With a flick of the wrist, the CDC unveiled its latest magic trick – miraculously ending the pandemic.
Last week the CDC published new, “community level” metrics that focus on three trends: new COVID-19 hospitalizations, hospital capacity, and new COVID-19 cases, which it publicly lists on its website for each county alongside the corresponding COVID-19 risk levels.
According to these new metrics, only about 28 percent of Americans live in a county where they need to wear masks indoors, up from 99 percent of the population merely a few weeks ago. The CDC attributes this stark jump to a change in the metrics measured. Previously the CDC focused on transmission rates. Now they focus on the newly minted community level metrics.
In changing the focus of the data, they changed the recommendations, and effectively ushered in the end of the pandemic. This would appear as welcomed news for those who longed for a merciful end to a pandemic that has long since become endemic. But unlike the rapid turnaround by the CDC, we should not be so quick to judge.
For months, epidemiologists who study viral transmission have called for a change in the metrics measured. Based on studies of other viral pandemics, we know that once a significant portion of the population attains natural immunity, or vaccine-acquired immunity, or both, measuring the risk of a virus through its transmission is no longer an effective measure of its clinical and economic effects on society.
Yet we continued to monitor only transmission rates, seemingly keen on maintaining the most risk adverse stance to the pandemic possible, until being risk adverse proved to be a risk unto itself. Had we utilized other metrics earlier, that the CDC seems to have only recently discovered, we could have adjusted our response to COVID-19 in a more coordinated manner. We would have identified communities on the brink of COVID endemicity months in advance, and lifted economic restrictions in a more step-wise manner, slowly adjusting the restrictions relative to a dynamically decreasing risk.
For most Americans, the pandemic is defined by the masks they are compelled to wear. In removing them, we remove the last vestigial symbols of a pandemic well on its way into the annals of history. And like most things in life, when it leaves our collective conscious, we no longer remain aware of it – out of sight, out of mind.
The CDC fears this may lead the public to let its guard down preliminarily and get caught off guard, should an unforeseen viral mutation reignite the worst of the pandemic. This may be a valid concern.
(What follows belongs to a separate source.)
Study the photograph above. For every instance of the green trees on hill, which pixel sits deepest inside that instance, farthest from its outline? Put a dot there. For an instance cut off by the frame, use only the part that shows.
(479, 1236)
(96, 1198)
But rather than attempt to explain as much to the public, the CDC simply assumed the public would not understand, and therefore put forth the most risk adverse position as long as possible, until that position was no longer tenable.
By not respecting the intelligence of the public, the CDC in turn lost credibility. This is the nature of reciprocity, how you treat others reflects how they treat you. More fundamentally, this is what happens when we presume that we are following the science when actually we are following an interpretation of it. And when we treat data as an interpretation, the data in turn no longer remain a credible source of information.
The CDC as well as numerous other public and private organizations have been monitoring these community metrics since the beginning of COVID-19. The very phrase, “flatten the curve”, alludes to measuring hospitalization rates relative to hospital capacity constraints. These purportedly novel metrics are nothing new. In fact, they are as old as the pandemic itself.
But by convincing the public it now uses new metrics, the CDC created the appearance that the pandemic has suddenly become less risky than before. In reality, the pandemic has been waning for months.
And like most magic tricks, it is the illusion that captivates the public.